The ATR has had a checkered past, though the company has done their utmost to improve their product. Weather will be a factor, but two problems will prevail in any efforts to gain insight into this tragedy: It occurred overseas, and the plane is not built in the U.S., so it’s likely the NTSB will not be involved with the investigation. As long as there’s a “Global” hubris to dissolve borders and formulate international administrations, they might pool aircraft accident investigation agencies into a web resource for people to study these mishaps without having to interact with foreign bureaucracies.
There are agencies besides the NTSB that can conduct comprehensive accident investigations.
The NTSB is the foremost accident investigation agency, but they take a looong time to finalize their Probable Cause Reports. It’s a great advantage for aircraft accident researchers to have access to videos, online flight tracking data, virtually instant radio transmissions and analysis by the agencies you’ve mentioned. The Blancolirio channel is a good source of color commentary on this topic, but he has as much access as anyone to these resources. I’ll take a stab at the weather being a contributing factor, but it’s best to hold your horses until the whole picture is presented.

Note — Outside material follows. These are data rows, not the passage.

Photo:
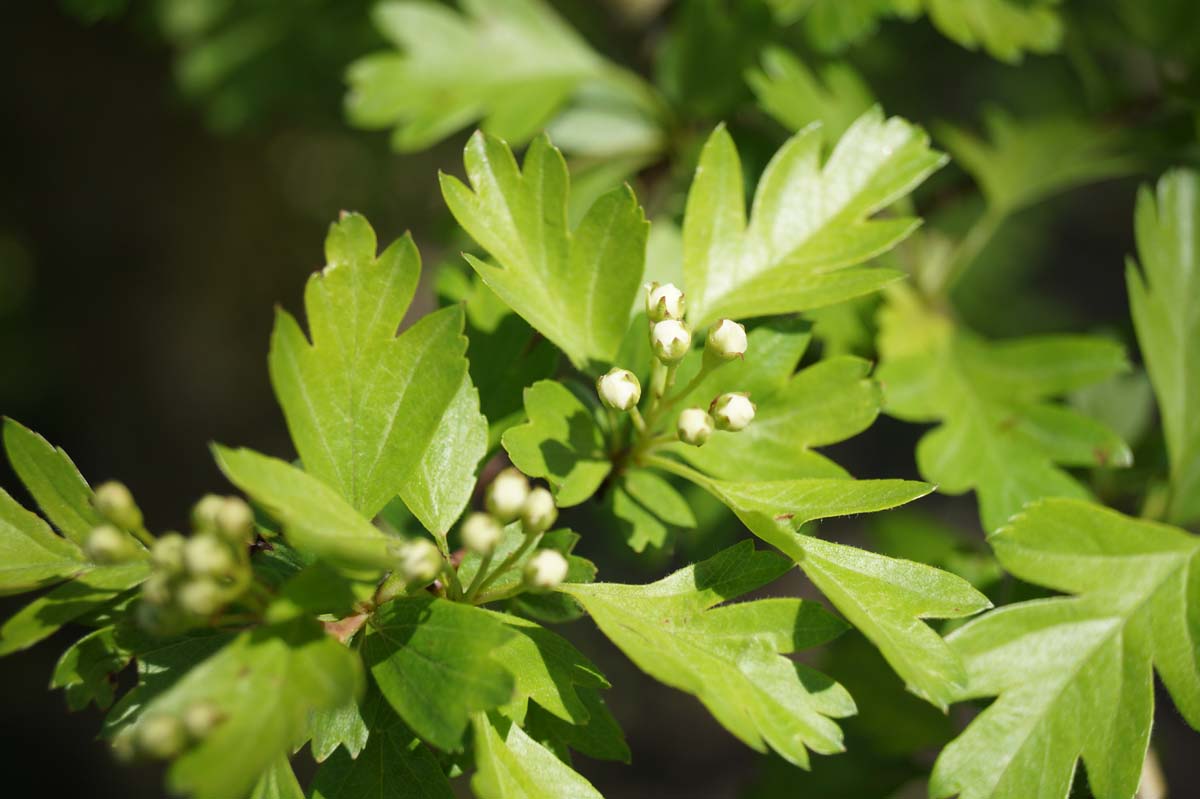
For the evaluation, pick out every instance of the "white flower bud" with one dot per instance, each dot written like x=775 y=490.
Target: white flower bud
x=671 y=341
x=694 y=426
x=539 y=512
x=619 y=389
x=161 y=737
x=727 y=340
x=420 y=562
x=207 y=556
x=107 y=545
x=201 y=718
x=664 y=301
x=235 y=521
x=732 y=412
x=201 y=596
x=114 y=502
x=167 y=553
x=546 y=569
x=481 y=533
x=507 y=494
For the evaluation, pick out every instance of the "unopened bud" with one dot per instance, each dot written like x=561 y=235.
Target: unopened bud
x=507 y=494
x=539 y=512
x=619 y=389
x=664 y=301
x=481 y=533
x=199 y=596
x=235 y=521
x=420 y=562
x=201 y=718
x=106 y=545
x=207 y=556
x=161 y=737
x=546 y=569
x=732 y=412
x=167 y=553
x=695 y=426
x=727 y=340
x=671 y=340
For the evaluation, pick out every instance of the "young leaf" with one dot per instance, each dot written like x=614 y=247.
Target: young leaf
x=730 y=658
x=810 y=223
x=1074 y=676
x=570 y=286
x=1164 y=298
x=885 y=598
x=265 y=684
x=561 y=443
x=361 y=403
x=510 y=62
x=316 y=518
x=435 y=662
x=513 y=766
x=54 y=481
x=1000 y=433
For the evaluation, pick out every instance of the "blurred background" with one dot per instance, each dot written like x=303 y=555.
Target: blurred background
x=169 y=169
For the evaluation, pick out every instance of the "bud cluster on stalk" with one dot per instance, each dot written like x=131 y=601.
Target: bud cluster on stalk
x=196 y=577
x=161 y=736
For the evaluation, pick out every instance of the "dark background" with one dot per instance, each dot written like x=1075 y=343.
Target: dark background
x=144 y=238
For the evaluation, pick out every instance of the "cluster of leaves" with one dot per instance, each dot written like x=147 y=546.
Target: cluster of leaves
x=400 y=686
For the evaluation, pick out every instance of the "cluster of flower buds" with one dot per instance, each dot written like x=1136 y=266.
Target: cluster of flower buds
x=162 y=736
x=195 y=577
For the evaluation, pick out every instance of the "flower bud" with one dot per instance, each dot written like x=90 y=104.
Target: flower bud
x=161 y=737
x=671 y=341
x=481 y=533
x=694 y=426
x=201 y=596
x=546 y=569
x=207 y=556
x=114 y=502
x=732 y=412
x=420 y=562
x=204 y=512
x=664 y=301
x=167 y=553
x=107 y=545
x=201 y=718
x=235 y=521
x=507 y=494
x=539 y=512
x=727 y=340
x=619 y=389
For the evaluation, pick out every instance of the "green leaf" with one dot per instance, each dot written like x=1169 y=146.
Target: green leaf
x=265 y=683
x=54 y=481
x=1164 y=298
x=573 y=287
x=316 y=518
x=795 y=96
x=83 y=595
x=885 y=598
x=730 y=658
x=1073 y=676
x=361 y=403
x=30 y=553
x=1026 y=161
x=510 y=62
x=393 y=766
x=277 y=782
x=561 y=443
x=513 y=766
x=436 y=664
x=810 y=223
x=1000 y=433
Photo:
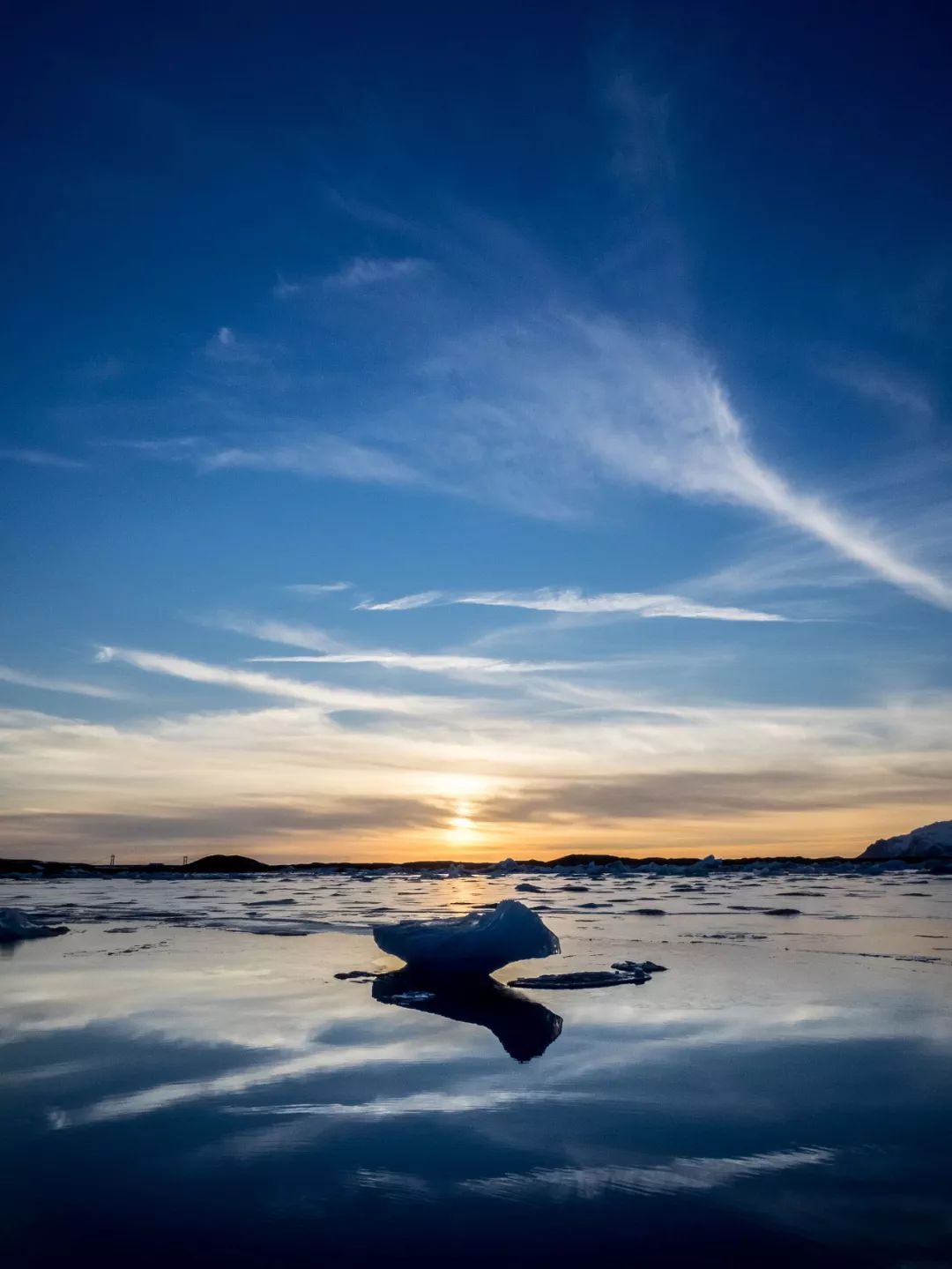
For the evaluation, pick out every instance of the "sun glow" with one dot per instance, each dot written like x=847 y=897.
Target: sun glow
x=462 y=829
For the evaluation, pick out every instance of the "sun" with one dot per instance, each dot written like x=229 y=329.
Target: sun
x=462 y=829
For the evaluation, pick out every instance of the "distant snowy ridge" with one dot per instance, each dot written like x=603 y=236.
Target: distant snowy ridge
x=931 y=841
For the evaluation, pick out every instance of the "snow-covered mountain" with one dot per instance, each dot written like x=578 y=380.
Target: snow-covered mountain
x=931 y=841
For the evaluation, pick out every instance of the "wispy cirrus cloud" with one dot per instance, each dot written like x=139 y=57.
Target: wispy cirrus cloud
x=568 y=402
x=317 y=587
x=572 y=601
x=372 y=271
x=356 y=274
x=332 y=651
x=316 y=456
x=405 y=603
x=874 y=382
x=330 y=698
x=42 y=683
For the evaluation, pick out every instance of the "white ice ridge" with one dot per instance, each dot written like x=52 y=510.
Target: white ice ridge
x=477 y=943
x=15 y=924
x=931 y=841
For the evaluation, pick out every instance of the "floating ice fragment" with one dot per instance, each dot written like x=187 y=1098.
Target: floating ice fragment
x=584 y=979
x=477 y=943
x=15 y=924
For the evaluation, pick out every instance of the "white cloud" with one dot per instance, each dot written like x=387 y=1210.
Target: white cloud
x=23 y=679
x=333 y=699
x=372 y=271
x=570 y=601
x=320 y=456
x=318 y=587
x=874 y=384
x=336 y=653
x=638 y=604
x=428 y=662
x=541 y=411
x=404 y=603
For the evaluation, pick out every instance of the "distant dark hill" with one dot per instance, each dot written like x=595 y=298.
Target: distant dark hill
x=226 y=863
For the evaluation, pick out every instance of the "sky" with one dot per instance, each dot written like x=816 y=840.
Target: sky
x=474 y=430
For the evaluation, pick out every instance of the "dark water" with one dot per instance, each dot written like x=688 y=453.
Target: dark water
x=190 y=1094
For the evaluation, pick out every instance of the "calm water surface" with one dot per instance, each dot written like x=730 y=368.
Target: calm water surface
x=179 y=1083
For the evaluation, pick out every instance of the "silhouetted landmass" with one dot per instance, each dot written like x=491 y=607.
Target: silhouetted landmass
x=227 y=863
x=929 y=847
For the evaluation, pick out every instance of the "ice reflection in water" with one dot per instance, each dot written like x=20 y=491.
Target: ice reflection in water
x=525 y=1028
x=780 y=1097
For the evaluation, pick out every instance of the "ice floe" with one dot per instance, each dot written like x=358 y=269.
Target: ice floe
x=473 y=944
x=15 y=924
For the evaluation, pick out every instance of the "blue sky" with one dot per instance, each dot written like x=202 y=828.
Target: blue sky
x=439 y=430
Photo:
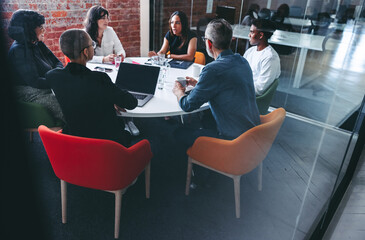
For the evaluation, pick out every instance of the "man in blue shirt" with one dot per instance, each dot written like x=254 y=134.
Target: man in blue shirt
x=226 y=84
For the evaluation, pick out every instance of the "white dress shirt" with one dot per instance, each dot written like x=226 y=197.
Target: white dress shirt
x=110 y=44
x=265 y=65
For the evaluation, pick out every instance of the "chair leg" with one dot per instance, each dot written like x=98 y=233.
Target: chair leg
x=64 y=201
x=260 y=176
x=236 y=183
x=31 y=136
x=118 y=208
x=188 y=176
x=147 y=173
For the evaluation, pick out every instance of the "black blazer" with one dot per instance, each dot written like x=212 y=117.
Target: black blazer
x=31 y=62
x=87 y=101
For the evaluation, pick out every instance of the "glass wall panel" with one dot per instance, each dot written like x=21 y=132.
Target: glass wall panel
x=321 y=86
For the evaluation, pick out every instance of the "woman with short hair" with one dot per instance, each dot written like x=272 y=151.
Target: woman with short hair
x=179 y=40
x=108 y=43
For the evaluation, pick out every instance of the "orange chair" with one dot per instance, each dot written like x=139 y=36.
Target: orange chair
x=199 y=58
x=96 y=163
x=239 y=156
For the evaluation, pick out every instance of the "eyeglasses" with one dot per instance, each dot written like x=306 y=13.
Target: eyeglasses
x=93 y=44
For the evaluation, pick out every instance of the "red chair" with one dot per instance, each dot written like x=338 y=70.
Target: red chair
x=96 y=163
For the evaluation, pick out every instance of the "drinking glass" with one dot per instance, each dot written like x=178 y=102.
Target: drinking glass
x=164 y=71
x=117 y=61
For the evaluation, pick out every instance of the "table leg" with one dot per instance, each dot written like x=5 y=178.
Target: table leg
x=300 y=67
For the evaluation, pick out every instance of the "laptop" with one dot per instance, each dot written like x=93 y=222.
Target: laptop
x=139 y=80
x=180 y=64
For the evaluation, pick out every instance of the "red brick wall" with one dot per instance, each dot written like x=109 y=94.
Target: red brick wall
x=65 y=14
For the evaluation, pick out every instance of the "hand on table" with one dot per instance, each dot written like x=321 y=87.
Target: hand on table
x=178 y=90
x=191 y=81
x=152 y=53
x=110 y=58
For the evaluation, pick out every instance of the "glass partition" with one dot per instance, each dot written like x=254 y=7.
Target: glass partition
x=321 y=87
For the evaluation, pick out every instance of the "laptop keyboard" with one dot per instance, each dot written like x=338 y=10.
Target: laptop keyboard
x=139 y=96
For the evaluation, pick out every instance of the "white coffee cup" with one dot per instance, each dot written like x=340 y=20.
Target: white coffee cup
x=182 y=81
x=196 y=70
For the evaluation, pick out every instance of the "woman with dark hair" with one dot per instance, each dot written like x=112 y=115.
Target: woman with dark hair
x=251 y=15
x=108 y=43
x=179 y=40
x=31 y=60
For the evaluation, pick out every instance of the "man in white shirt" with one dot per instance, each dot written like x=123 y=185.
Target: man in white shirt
x=263 y=59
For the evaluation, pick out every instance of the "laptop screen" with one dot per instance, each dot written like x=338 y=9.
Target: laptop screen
x=137 y=77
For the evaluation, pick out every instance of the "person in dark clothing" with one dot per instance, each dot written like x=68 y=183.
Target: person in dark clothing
x=31 y=60
x=88 y=98
x=226 y=84
x=179 y=40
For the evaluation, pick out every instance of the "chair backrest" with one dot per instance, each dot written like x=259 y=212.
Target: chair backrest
x=199 y=58
x=33 y=114
x=263 y=101
x=252 y=147
x=94 y=163
x=243 y=154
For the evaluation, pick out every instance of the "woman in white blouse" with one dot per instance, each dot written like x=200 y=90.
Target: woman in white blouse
x=108 y=43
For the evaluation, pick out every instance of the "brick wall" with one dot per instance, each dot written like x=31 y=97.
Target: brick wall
x=65 y=14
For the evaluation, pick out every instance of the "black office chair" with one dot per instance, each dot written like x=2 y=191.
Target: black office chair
x=200 y=31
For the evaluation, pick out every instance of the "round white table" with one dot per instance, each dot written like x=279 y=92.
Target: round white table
x=164 y=103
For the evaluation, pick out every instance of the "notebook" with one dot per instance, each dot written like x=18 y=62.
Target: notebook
x=180 y=64
x=138 y=79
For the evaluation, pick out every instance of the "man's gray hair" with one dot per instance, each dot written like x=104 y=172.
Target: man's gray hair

Yep. But you have to be resigned to that possibility, and adopt the attitude that something will happen during your airborne travails. Fer instance: During takeoffs, does the pilot scan the area ahead for possible landing sites, should the engine fail? During landings, do pilots perform the standard checks on final? (Landing Gear Check, Prop(s) Forward, Flaps Set) While climbing, do pilots angle slightly for a look ahead? One pertinent safety consideration is manual flight proficiency. Do automation-acclimated pilots occasionally pickle those gizmos and fly the plane? This tragedy has the earmarks of weather being a contributing factor. Scheduled airline pilots should lose a gallon of sweat during their IMC simulator sessions, so when they’re in the soup flying the real thing, they’ll be dry and comfortable.
Looking at the photographs it is hard to understand how so many died. The plane is intact and in fairly shallow water.
Depending upon impact forces, passengers and crew might be stunned, or even unconscious (You know, like some people in Washington?) Those passengers were likely not donned in life vests. People also panic, and they’ll jam exits, open doors to escape fire or, in this case, cabin flooding, which worsens that hazard. Many airline passengers don’t absorb pertinent information from briefings repeated by the cabin crew, and they’ll have no idea what to do when their plane crashes. There are a few previous examples of planes ditching in relatively shallow water which resulted in fatalities. National Airlines flight 193 was such a tragedy.